4 cups of blanched almonds
2 cups of granulated cane sugar
4 egg whites
To blanch the almonds, fill a large sauce pan or soup pan with water and bring it to a boil. Throw in the premeasured almonds. Let the almonds sit in the boiling water for about 60 seconds. Remove from the water and drain in a colander. Let the almonds cool for a moment and then remove the brown skin from each one. They pop out easily. Place the peeled almonds on a dish towel and let them air dry for a couple of hours.
When the almonds have dried, place them in a Cuisinart or other food processor along with the sugar.
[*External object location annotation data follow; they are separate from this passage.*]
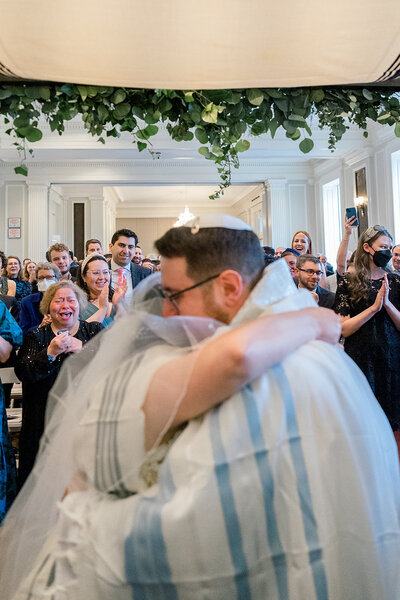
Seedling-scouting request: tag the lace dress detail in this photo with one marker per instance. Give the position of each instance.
(375, 347)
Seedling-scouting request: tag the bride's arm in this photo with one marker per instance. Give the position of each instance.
(210, 375)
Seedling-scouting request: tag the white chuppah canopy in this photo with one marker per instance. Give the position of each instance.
(187, 44)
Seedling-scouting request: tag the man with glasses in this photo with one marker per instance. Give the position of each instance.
(30, 316)
(309, 271)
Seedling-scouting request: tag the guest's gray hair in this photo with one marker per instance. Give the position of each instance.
(53, 289)
(48, 267)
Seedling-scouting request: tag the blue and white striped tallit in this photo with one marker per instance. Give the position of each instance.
(287, 491)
Grind the almonds finely. In a separate bowl, whisk the egg whites until quite frothy. Add the ground almonds with sugar to the egg whites and mix well.    
Using a very small ice cream scoop, scoop out cookies onto parchment lined cookie sheets. This recipe fills about two half sheets or approximately 52.
Bake the cookies in a preheated 350 degree oven for about 8-10 minutes. Keep an eye on them since nuts burn easily. They should be barely beginning to color when done. Cool them on a rack and then carefully remove the cookies from the parchment paper. Store them in an airtight container for up to a week.